After a raucous opening credit sequence (appropriately set to a song not by a huge Aussie band like AC/DC but the lesser known Rose Tattoo), Hartley jumps right into the later history of the Australian film industry, which in the late 1960s, did not exist save the occasional production from visiting filmmakers like Michael Powell. One clip from the time even points out the local industry ranked besides Ecuador and Iceland amongst the countries with the smallest film industries. It wasn’t until the early 1970s, when Australian elected two prime ministers, John Gorton (1968-1971) and Gough Whitlam (1972-1975), who were deeply committed to creating a local film culture. And like the American film industry taking off in a new direction with the MPAA’s creation of a rating system, the Australian industry took off in 1971 when Don Chipp, the Minister of Customs and Excise, helped to create an Australian “R” rating (persons 2 to 18 years not admitted).

Hartley breaks the film down into three major sections, based on the basic requirements of most exploitation films: sex (Ockers, Knockers, Pubes & Tubes!), horror (Comatose Killers and Outback Chillers!) and action (High Octane Disasters and Kung-Fu Masters!). Not too surprisingly, most of the documentary is spent on the latter segment, which is what the films of the era were best known for around the world, with the best-known film of the period, “Mad Max,” getting the most individual screen time.

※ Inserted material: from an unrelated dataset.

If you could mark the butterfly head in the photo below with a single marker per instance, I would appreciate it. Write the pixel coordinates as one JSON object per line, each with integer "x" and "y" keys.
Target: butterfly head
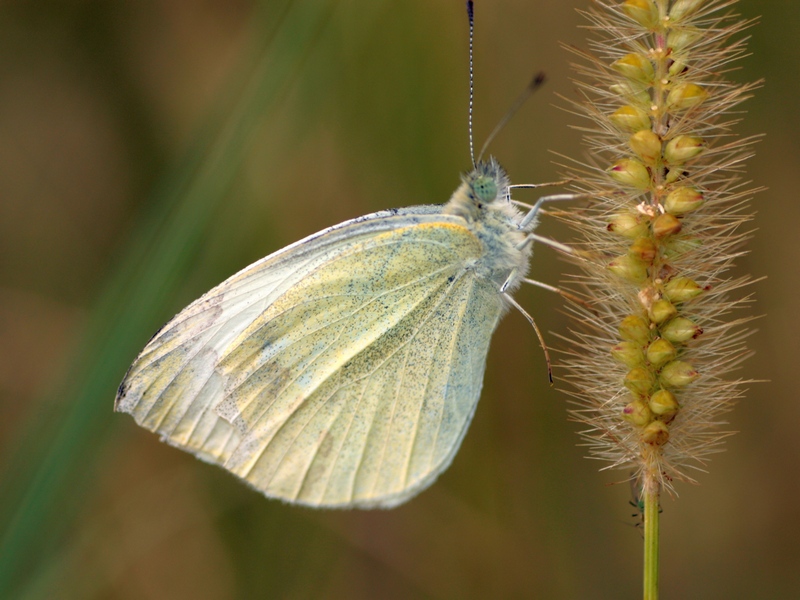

Hartley was able to get a series of interviews with famous Aussie filmmakers and technicians (Bruce Beresford, Russell Boyd, Barry Humphries, George Miller and John Seale) and the American actors (Jamie Lee Curtis, Dennis Hopper, Stacy Keach and Steve Railsback) who worked on these genre films. But what is especially refreshing is that he was able to get so many people to be less-than-flattering, and even occasionally downright nasty, about some of their work. Wouldn’t it be nice to see and hear some American filmmakers admit their own work wasn’t as good as it could be?

Some might complain very little time is spent on the next wave of Australian genre filmmakers like Greg McLean and James Wan, but that’s not what this is concerned about. (Nor will you hear anyone but myself complain about the complete absence of Yahoo Serious.) What Hartley and his friends want to do is remind us of what was a rough and exciting, no-holds-barred cinema that has sadly been lost to time. For us film geeks, “Not Quite Hollywood” is a keeper. Sometime to show our children and grandchildren what these movies were liked before worldwide entertainment corporate consolidation and overall cinematic homogeny.